NEEDLES, CALIF. -- Sam Kinison, 38, a street preacher turned loud and bawdy stand-up comic, was killed April 10 and his wife was seriously hurt in an automobile accident here.

A spokesman for the California Highway Patrol said Mr. Kinison was killed when a pickup truck swerved into the path of his car and hit it head-on. The 17-year-old driver of the truck was traveling at high speed and went over the double yellow line on two-lane U.S. Highway 95 to pass traffic, police said. The pickup truck driver was arrested, police said.

Mr. Kinison's wife of six days, Malika, 27, was hospitalized with a concussion. A passenger in the truck, an 18-year-old Las Vegas man, was injured and was in stable condition at a Needles hospital.

The Kinisons, who had just returned from a Hawaii honeymoon, were driving to a hotel-casino in Laughlin, Nev., where Mr. Kinison was to open that night.
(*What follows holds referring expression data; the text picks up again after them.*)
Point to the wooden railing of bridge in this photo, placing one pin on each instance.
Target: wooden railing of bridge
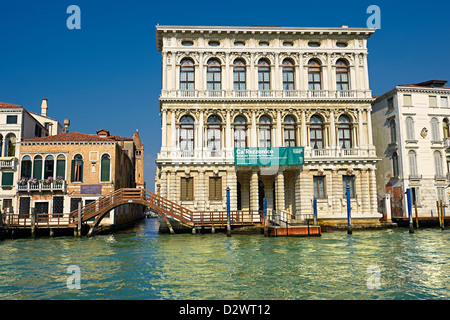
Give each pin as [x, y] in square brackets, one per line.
[96, 210]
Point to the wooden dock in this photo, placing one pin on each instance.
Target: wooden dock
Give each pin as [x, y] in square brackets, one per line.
[295, 231]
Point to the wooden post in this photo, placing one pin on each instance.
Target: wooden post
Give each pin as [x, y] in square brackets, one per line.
[228, 213]
[408, 198]
[266, 230]
[33, 223]
[439, 212]
[417, 218]
[79, 220]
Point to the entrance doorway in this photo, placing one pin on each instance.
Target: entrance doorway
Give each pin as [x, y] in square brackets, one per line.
[261, 194]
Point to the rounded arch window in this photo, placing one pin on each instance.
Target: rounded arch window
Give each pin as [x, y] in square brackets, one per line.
[265, 134]
[105, 170]
[26, 167]
[316, 139]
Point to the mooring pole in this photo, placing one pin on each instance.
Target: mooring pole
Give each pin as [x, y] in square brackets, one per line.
[79, 220]
[349, 211]
[417, 217]
[266, 231]
[33, 223]
[315, 211]
[228, 213]
[408, 198]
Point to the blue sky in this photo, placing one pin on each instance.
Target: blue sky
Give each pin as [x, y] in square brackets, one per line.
[108, 74]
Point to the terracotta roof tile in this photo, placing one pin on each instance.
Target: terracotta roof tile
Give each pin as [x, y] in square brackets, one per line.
[71, 136]
[9, 105]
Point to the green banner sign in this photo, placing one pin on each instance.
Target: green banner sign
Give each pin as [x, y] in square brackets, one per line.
[269, 156]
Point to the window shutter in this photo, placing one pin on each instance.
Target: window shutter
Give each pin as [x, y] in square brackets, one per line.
[61, 168]
[7, 179]
[72, 172]
[37, 173]
[105, 169]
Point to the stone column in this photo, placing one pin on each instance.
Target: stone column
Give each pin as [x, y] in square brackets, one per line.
[373, 192]
[163, 180]
[254, 192]
[232, 183]
[279, 189]
[366, 191]
[173, 132]
[164, 131]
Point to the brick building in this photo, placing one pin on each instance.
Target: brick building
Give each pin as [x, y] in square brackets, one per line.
[57, 172]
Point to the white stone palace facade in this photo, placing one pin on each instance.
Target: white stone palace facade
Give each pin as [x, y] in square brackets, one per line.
[412, 124]
[228, 87]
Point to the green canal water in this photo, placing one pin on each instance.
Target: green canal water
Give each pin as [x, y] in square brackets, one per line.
[141, 264]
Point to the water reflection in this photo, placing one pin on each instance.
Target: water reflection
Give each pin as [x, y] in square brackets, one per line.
[140, 264]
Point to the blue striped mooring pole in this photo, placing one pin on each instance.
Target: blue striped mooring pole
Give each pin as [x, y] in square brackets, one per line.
[349, 211]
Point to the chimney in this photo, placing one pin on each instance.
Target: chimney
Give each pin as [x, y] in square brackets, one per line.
[44, 107]
[66, 125]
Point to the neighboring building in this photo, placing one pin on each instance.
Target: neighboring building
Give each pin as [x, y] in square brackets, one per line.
[139, 161]
[16, 124]
[228, 87]
[62, 170]
[412, 136]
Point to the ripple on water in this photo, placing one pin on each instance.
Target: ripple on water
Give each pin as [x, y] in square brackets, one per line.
[140, 264]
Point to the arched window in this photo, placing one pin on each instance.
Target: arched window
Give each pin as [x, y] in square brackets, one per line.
[345, 132]
[264, 76]
[240, 132]
[265, 127]
[61, 167]
[187, 78]
[412, 159]
[288, 75]
[446, 128]
[105, 170]
[314, 77]
[10, 145]
[37, 167]
[289, 131]
[49, 166]
[435, 135]
[395, 170]
[316, 133]
[239, 77]
[213, 78]
[26, 167]
[342, 81]
[77, 168]
[438, 163]
[392, 131]
[214, 135]
[409, 128]
[187, 136]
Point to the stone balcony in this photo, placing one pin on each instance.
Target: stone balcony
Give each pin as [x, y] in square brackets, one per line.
[265, 94]
[42, 186]
[227, 156]
[8, 162]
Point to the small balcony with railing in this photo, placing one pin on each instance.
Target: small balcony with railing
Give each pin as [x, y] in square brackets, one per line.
[265, 94]
[34, 185]
[8, 162]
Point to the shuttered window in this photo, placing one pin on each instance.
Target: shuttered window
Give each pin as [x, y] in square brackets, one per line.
[409, 128]
[187, 189]
[215, 188]
[37, 168]
[77, 169]
[105, 168]
[61, 167]
[7, 179]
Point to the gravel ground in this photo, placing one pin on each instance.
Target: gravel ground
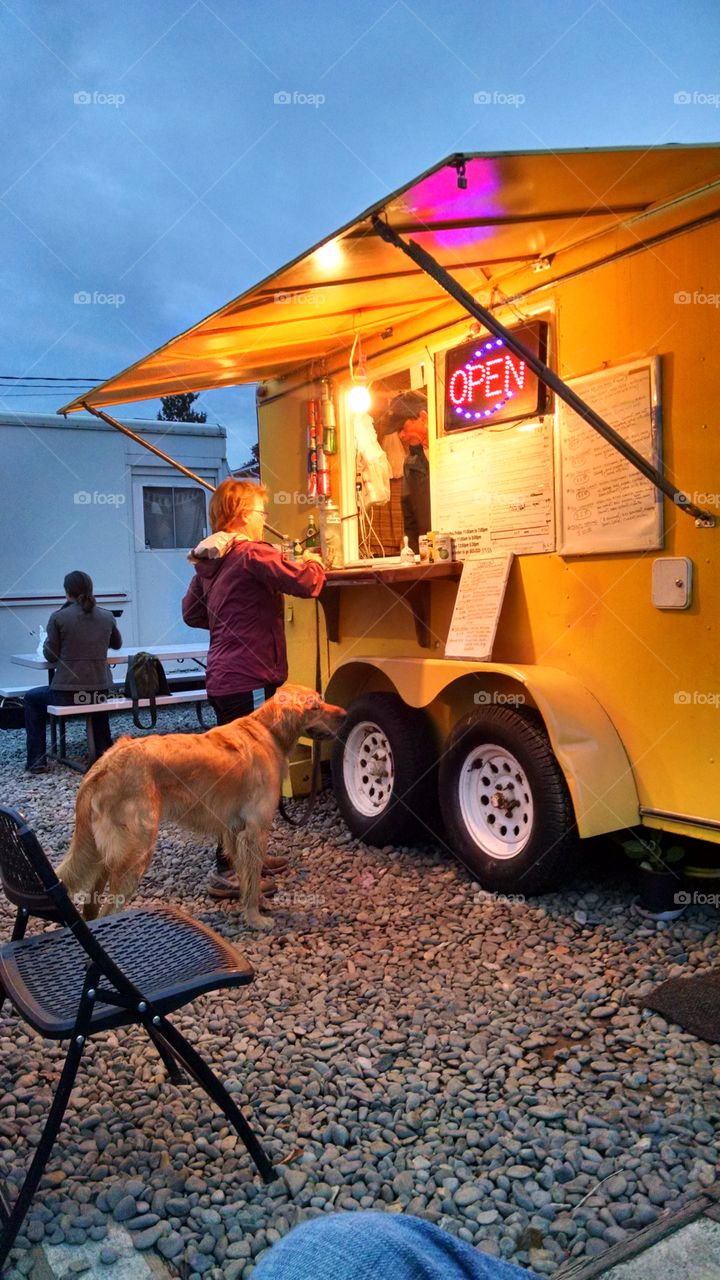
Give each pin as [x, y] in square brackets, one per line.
[411, 1043]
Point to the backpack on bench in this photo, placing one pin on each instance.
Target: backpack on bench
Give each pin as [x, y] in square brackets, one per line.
[145, 679]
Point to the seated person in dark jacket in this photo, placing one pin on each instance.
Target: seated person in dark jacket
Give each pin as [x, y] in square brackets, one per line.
[78, 638]
[408, 415]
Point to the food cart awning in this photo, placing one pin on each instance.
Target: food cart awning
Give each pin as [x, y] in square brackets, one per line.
[482, 218]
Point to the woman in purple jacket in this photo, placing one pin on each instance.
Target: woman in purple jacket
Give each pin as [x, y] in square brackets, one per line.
[237, 593]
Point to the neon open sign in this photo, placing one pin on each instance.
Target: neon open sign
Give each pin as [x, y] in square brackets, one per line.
[487, 383]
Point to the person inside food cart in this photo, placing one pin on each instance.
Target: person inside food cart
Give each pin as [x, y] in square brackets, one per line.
[408, 415]
[237, 594]
[78, 638]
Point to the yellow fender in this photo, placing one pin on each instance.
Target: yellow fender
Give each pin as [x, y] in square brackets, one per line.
[582, 735]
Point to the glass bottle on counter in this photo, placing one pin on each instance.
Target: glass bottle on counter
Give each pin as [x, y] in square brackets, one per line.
[311, 534]
[331, 535]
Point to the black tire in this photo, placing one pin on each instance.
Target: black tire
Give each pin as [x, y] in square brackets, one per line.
[374, 810]
[527, 841]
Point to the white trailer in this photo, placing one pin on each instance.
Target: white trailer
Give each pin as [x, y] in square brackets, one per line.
[77, 494]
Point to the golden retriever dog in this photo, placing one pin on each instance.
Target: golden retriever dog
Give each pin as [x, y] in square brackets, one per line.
[223, 785]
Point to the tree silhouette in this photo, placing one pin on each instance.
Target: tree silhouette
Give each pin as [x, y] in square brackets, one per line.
[178, 408]
[250, 470]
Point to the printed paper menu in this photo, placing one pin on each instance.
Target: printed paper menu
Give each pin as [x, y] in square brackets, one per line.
[477, 607]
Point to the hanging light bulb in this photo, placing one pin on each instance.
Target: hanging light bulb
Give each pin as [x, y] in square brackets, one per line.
[359, 398]
[359, 394]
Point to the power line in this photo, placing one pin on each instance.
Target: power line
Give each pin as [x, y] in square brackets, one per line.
[48, 378]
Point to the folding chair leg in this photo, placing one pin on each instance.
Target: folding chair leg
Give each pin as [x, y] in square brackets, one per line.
[18, 935]
[21, 924]
[172, 1068]
[13, 1220]
[196, 1066]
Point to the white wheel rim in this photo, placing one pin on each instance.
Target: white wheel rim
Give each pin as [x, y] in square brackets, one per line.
[496, 801]
[368, 769]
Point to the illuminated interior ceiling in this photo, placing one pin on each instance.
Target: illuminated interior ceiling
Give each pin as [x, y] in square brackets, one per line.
[516, 209]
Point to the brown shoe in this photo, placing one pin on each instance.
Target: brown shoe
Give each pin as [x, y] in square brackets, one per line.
[227, 886]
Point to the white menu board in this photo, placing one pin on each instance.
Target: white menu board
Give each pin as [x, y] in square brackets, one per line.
[477, 607]
[493, 488]
[605, 504]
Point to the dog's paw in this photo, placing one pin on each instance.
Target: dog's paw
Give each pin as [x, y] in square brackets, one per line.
[259, 922]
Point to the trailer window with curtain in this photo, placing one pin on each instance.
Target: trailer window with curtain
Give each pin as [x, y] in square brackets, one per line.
[173, 517]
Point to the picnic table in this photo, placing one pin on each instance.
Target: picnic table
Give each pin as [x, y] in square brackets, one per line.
[118, 657]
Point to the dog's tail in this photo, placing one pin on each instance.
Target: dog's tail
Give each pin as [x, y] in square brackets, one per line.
[82, 865]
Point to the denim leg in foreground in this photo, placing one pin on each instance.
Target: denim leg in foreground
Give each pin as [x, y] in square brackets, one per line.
[378, 1247]
[36, 703]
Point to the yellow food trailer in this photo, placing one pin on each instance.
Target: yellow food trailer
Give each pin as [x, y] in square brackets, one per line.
[560, 676]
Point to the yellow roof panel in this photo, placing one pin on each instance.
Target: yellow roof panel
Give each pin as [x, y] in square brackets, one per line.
[515, 208]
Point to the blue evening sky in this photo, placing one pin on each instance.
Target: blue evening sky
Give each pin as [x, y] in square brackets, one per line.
[145, 158]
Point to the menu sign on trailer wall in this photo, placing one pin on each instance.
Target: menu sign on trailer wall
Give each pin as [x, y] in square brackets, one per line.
[487, 383]
[606, 504]
[477, 607]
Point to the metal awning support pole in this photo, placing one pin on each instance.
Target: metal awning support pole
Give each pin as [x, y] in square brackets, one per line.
[178, 466]
[432, 268]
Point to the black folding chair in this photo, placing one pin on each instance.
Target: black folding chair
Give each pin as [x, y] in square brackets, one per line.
[124, 969]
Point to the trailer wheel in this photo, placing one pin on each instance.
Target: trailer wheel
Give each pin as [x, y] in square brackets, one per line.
[384, 771]
[505, 801]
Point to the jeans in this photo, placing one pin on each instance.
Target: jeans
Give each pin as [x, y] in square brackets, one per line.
[227, 708]
[36, 703]
[378, 1247]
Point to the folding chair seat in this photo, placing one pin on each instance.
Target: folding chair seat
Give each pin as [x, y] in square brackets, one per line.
[121, 970]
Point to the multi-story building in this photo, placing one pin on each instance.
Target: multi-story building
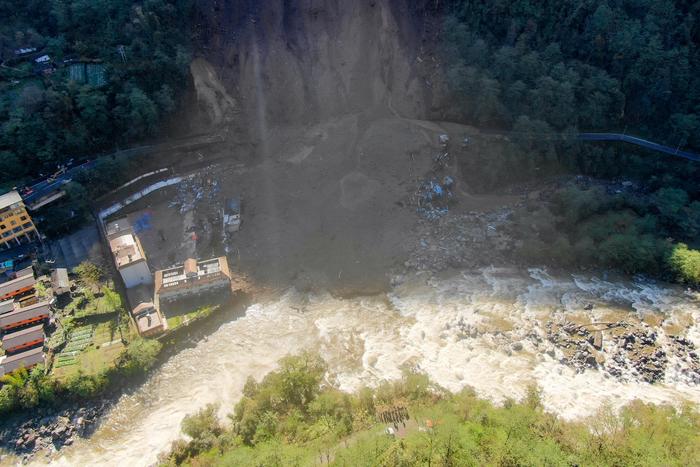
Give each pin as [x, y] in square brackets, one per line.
[149, 321]
[16, 226]
[22, 284]
[22, 319]
[19, 317]
[128, 253]
[28, 359]
[193, 278]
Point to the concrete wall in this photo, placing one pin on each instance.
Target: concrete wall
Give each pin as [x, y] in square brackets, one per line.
[136, 274]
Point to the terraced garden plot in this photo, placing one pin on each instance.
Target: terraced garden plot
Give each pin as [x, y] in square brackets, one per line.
[78, 340]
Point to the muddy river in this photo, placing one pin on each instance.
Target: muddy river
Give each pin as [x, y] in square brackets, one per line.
[425, 323]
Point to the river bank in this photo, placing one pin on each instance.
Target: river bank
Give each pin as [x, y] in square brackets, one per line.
[423, 323]
[25, 438]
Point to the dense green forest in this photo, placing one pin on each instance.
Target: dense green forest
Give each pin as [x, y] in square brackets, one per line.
[115, 69]
[292, 419]
[589, 65]
[543, 71]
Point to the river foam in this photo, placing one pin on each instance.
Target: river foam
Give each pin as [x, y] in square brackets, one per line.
[480, 329]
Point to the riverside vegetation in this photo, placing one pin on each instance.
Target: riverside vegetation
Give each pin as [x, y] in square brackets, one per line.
[544, 71]
[25, 389]
[292, 417]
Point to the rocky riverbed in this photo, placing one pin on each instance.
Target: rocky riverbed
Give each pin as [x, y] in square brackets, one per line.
[49, 429]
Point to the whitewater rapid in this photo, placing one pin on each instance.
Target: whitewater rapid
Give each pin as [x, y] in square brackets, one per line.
[420, 325]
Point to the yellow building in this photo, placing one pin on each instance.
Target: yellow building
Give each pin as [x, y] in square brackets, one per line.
[16, 226]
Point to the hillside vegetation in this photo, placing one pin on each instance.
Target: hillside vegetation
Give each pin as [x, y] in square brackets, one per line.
[137, 54]
[292, 418]
[544, 71]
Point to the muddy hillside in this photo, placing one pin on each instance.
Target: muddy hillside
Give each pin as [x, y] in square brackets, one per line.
[303, 61]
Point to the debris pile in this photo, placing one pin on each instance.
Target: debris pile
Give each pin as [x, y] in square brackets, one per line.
[459, 241]
[627, 352]
[433, 198]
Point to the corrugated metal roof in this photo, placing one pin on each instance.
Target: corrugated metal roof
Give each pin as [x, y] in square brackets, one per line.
[10, 198]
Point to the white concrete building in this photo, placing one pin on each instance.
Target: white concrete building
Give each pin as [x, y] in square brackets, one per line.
[130, 260]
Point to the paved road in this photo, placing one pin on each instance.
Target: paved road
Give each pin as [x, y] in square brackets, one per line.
[639, 142]
[45, 187]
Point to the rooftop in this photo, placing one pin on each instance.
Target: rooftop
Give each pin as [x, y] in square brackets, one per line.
[117, 227]
[30, 357]
[143, 308]
[26, 331]
[150, 323]
[194, 271]
[10, 198]
[59, 278]
[126, 250]
[7, 306]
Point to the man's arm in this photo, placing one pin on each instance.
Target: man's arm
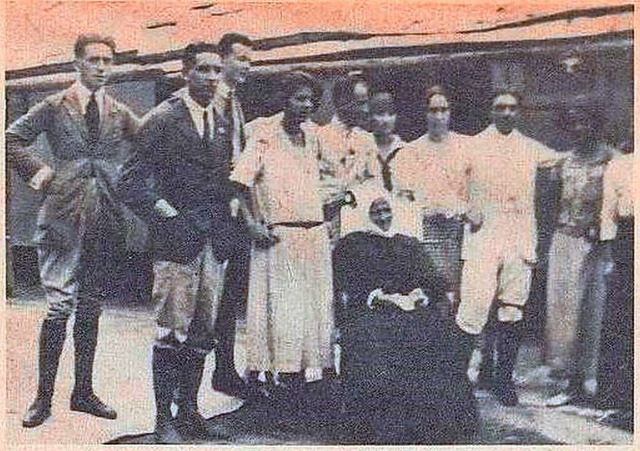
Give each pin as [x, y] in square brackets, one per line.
[23, 133]
[137, 185]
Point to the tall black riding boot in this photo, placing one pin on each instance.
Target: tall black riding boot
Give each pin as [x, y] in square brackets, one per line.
[85, 337]
[52, 336]
[190, 378]
[165, 367]
[225, 378]
[507, 344]
[487, 353]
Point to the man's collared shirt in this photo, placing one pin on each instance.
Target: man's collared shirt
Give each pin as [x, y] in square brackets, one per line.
[83, 95]
[196, 111]
[618, 195]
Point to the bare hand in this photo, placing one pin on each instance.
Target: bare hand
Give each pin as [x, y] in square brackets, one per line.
[165, 209]
[42, 178]
[475, 218]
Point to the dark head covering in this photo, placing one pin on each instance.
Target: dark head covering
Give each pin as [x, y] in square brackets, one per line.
[296, 79]
[382, 102]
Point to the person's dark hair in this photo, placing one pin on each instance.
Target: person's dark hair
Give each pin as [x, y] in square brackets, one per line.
[382, 101]
[225, 46]
[377, 203]
[192, 50]
[436, 90]
[295, 80]
[92, 38]
[342, 93]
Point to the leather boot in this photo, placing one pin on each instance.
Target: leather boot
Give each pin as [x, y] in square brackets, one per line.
[507, 344]
[52, 336]
[487, 352]
[190, 377]
[165, 364]
[85, 337]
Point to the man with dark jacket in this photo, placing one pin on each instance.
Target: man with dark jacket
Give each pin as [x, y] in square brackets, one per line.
[80, 225]
[235, 50]
[178, 181]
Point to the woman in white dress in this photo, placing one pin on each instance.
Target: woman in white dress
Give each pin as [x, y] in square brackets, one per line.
[290, 307]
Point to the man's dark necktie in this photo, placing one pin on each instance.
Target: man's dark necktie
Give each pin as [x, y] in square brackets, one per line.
[386, 170]
[207, 128]
[92, 118]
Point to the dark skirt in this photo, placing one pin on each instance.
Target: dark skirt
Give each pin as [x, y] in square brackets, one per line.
[404, 378]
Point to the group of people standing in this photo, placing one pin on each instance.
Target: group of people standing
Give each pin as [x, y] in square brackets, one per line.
[285, 193]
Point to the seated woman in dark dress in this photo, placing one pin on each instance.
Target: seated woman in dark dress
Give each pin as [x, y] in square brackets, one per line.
[403, 360]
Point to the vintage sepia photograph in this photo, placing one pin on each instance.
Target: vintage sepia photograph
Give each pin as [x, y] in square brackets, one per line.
[359, 222]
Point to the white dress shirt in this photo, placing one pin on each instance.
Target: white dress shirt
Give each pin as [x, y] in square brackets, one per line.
[197, 113]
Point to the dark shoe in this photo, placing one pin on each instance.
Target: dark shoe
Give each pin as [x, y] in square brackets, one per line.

Known for his primal yowl, Mr. Kinison proclaimed himself a rock-and-roll comedian with his profane, blunt and loudmouthed stage character who screamed his way through topics such as Christ's last words, starvation in Ethiopia and the evils of women.

A role as a high-strung history professor in Rodney Dangerfield's "Back to School" in 1986 paved the way for Kinison's cable television special a year later and guest appearances on "Late Night With David Letterman" and "Saturday Night Live." He starred this season in Fox Broadcasting Co.'s situation comedy "Charlie Hoover," which was canceled. He also recorded a popular version of the song "Wild Thing," which included a music video featuring Jessica Hahn.

Gay and women's groups often complained about his material.

The comedian had a history of drug and alcohol problems and was known for his wild, all-night parties at his Hollywood Hills home in Los Angeles.

Mr. Kinison said he gave up drugs in March 1990 and put his large, round frame on a slimming routine after a doctor warned that he was flirting with heart trouble.

"I'm approaching that time of life where I'm having to accept a little more responsibility than I used to, of course," he said in a 1991 interview. "A lot of the reputation that was perpetrated . . . was blown up a little bit out of proportion."

Mr. Kinison was born in Peoria, Ill., into a family of Pentecostal preachers. He was enrolled for a year at Pinecrest Bible Training Center in Upstate New York.

When his father died in 1970, he became a traveling evangelist, an occupation he likened to working comedy clubs. He later said he lacked the zest to succeed as a minister.

As a freshly divorced 23-year-old evangelist, he decided to drop his ministry and leave Peoria. In 1978, Mr. Kinison found his true calling -- as a stand-up comedian. After foundering at a Houston comedy club, he found work at the Comedy Store in Los Angeles.

He once explained his manic comedic style by saying, "What happened is, the longer I stayed in L.A., the more bitter I got, and I cut to the truth."